これまた本文とは無関係なんですけど、2018年のファーム日本選手権(宮崎)で巨人に勝ち、胴上げされる当時の矢野ファーム監督。

 そうですね、22年前に150キロなんて、ありえない数字。球速が上がってきたのもあるだろうけど、スピードガンも進化していますし。当時、スカイAの中継で現地におられた阪神OBの福家雅明さん(61)も「144キロって速いよ!豪速球ですよ。みんなで言ってた。来年から1軍やな、って」と、はっきり記憶されていました。その通り、翌年から1軍でのリリーフが始まったわけです。

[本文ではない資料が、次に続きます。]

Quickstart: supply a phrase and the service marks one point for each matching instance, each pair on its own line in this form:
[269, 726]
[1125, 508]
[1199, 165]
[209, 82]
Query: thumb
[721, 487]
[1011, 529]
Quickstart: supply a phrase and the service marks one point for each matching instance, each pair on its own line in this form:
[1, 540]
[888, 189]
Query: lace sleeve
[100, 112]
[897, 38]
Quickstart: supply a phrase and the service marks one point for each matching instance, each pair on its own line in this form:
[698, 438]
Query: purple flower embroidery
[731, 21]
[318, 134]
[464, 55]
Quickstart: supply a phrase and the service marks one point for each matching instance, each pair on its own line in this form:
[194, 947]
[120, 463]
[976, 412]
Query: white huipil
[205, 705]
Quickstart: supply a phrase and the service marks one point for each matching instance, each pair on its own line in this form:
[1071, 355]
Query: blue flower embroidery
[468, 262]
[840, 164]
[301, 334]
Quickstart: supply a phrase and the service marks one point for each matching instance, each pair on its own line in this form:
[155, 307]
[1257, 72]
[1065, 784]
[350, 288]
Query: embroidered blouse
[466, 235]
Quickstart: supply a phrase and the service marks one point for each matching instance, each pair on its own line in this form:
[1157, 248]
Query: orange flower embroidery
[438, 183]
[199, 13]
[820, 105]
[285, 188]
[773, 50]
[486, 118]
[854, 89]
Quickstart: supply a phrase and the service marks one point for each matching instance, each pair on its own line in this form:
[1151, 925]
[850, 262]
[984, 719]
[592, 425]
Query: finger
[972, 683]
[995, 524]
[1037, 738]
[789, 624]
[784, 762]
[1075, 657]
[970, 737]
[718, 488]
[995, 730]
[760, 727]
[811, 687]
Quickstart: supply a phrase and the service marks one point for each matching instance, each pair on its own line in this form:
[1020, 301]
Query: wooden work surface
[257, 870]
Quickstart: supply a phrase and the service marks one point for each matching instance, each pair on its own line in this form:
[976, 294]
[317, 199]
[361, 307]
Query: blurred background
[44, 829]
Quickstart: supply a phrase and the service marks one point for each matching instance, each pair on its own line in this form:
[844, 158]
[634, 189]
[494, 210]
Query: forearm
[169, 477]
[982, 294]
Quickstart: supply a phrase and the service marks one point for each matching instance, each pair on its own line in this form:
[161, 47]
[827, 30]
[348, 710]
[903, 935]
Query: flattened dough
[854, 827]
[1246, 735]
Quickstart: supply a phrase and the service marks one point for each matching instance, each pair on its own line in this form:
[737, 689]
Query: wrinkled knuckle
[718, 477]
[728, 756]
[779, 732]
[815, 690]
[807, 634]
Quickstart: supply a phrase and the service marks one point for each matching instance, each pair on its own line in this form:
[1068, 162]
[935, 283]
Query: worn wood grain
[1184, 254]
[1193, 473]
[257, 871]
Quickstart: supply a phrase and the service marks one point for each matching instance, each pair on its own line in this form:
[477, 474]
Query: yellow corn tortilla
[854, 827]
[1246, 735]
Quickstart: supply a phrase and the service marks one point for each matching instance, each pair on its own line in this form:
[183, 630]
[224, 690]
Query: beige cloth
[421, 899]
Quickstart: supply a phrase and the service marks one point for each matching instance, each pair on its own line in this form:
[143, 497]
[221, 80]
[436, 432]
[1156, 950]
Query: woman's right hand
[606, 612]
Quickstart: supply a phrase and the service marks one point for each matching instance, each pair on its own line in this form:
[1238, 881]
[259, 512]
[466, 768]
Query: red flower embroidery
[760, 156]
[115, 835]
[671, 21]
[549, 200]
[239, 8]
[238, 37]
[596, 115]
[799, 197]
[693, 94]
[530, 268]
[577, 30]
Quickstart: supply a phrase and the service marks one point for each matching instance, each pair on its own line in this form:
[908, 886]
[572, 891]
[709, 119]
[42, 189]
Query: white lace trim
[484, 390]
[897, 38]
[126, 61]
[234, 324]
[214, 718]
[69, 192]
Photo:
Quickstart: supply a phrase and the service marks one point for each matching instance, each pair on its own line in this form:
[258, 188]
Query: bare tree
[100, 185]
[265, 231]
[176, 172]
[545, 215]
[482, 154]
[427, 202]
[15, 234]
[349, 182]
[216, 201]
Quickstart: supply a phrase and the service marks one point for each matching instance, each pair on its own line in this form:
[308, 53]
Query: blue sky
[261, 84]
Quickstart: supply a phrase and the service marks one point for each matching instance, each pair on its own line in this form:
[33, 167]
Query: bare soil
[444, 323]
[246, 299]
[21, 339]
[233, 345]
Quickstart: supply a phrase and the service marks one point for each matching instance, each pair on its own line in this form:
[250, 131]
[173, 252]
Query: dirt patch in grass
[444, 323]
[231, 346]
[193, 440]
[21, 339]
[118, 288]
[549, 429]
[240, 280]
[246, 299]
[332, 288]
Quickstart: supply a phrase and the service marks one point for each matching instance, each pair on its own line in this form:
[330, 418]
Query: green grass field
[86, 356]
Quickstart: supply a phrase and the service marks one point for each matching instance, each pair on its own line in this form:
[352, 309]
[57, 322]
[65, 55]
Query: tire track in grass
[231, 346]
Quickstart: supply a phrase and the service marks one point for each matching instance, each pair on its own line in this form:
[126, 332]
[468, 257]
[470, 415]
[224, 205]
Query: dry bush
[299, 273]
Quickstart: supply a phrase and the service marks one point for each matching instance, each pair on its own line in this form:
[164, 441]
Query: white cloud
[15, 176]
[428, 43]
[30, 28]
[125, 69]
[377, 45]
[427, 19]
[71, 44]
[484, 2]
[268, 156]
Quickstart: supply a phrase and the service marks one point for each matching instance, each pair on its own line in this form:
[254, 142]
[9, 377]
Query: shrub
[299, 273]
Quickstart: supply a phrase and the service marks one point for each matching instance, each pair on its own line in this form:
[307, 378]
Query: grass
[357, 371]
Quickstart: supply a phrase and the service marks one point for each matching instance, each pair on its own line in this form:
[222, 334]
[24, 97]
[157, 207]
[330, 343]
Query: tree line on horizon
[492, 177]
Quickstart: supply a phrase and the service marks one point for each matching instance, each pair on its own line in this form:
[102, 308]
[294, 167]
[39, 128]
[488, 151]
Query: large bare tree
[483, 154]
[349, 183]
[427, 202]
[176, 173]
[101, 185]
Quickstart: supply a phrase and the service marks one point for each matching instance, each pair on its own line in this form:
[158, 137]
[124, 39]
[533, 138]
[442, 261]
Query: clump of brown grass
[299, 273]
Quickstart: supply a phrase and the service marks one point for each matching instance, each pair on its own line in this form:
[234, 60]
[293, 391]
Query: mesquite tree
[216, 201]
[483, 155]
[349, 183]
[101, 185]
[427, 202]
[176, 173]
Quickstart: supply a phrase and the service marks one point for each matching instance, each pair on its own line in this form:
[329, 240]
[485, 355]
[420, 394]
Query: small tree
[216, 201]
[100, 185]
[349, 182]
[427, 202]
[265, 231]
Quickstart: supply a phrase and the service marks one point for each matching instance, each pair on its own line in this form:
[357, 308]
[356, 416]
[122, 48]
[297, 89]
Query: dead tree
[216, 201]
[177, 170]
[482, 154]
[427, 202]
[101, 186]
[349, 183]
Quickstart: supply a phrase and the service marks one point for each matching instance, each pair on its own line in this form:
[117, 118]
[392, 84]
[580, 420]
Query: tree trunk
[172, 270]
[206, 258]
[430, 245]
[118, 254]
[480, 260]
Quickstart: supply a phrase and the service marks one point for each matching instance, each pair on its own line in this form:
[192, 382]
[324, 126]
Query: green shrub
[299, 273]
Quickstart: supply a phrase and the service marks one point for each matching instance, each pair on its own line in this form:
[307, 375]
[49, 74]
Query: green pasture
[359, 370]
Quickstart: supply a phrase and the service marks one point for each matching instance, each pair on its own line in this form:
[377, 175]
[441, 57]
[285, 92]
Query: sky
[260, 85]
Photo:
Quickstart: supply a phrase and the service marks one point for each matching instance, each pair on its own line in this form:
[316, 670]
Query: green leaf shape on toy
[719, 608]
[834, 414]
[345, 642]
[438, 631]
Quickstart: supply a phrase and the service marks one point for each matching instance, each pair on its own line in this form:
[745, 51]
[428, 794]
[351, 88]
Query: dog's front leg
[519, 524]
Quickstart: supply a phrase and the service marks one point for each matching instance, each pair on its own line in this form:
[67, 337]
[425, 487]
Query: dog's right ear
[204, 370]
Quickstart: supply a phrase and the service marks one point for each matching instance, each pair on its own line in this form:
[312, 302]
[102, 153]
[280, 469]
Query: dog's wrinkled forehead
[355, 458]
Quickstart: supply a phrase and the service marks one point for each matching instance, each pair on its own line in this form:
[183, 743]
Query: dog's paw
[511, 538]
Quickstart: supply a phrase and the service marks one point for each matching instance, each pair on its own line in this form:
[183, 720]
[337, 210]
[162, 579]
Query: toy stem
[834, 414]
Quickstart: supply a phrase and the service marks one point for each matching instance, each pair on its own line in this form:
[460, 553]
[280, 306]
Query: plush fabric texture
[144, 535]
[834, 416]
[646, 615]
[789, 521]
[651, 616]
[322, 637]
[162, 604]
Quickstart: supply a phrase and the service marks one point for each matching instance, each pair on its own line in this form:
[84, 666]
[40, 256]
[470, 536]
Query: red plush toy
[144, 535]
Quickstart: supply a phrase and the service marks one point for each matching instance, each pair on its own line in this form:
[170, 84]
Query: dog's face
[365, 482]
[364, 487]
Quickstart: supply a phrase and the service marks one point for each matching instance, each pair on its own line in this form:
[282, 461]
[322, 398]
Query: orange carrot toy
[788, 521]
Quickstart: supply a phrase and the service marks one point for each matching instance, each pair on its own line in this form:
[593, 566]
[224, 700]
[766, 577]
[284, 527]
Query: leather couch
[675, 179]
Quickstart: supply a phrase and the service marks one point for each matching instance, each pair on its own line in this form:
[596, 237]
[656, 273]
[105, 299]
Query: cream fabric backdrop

 吉田さんの話に戻りましょう。「五十嵐くん、当時は真っすぐとフォーク、とにかく速かった。けど、コントロールは悪かったかな。スコアラーの情報は“フォアボールで自滅”やったけど、何とかもった感じで。速球派から晩年はナックルカーブを覚えて、ギアチェンジもうまくできた選手なんでしょうね。なかなか速球派は自分を変えることができないけど、柔軟に自分を見つめて対処したんやろね。野村監督との野球が生きてるんやと思います」

 最後に「ほんまにお疲れ様でしたとお伝え下さい。でも、これからの人生の方が長いんで、楽しんで下さい!」と吉田さんは締めてくれました。そうですね。またユニホームを着るかもしれませんし、全然違うことをやっているかもしれないけど、やっぱり前向きに、柔軟に対応していく姿が浮かびます。あの時の豪速球も忘れません!長い間、お疲れ様でした。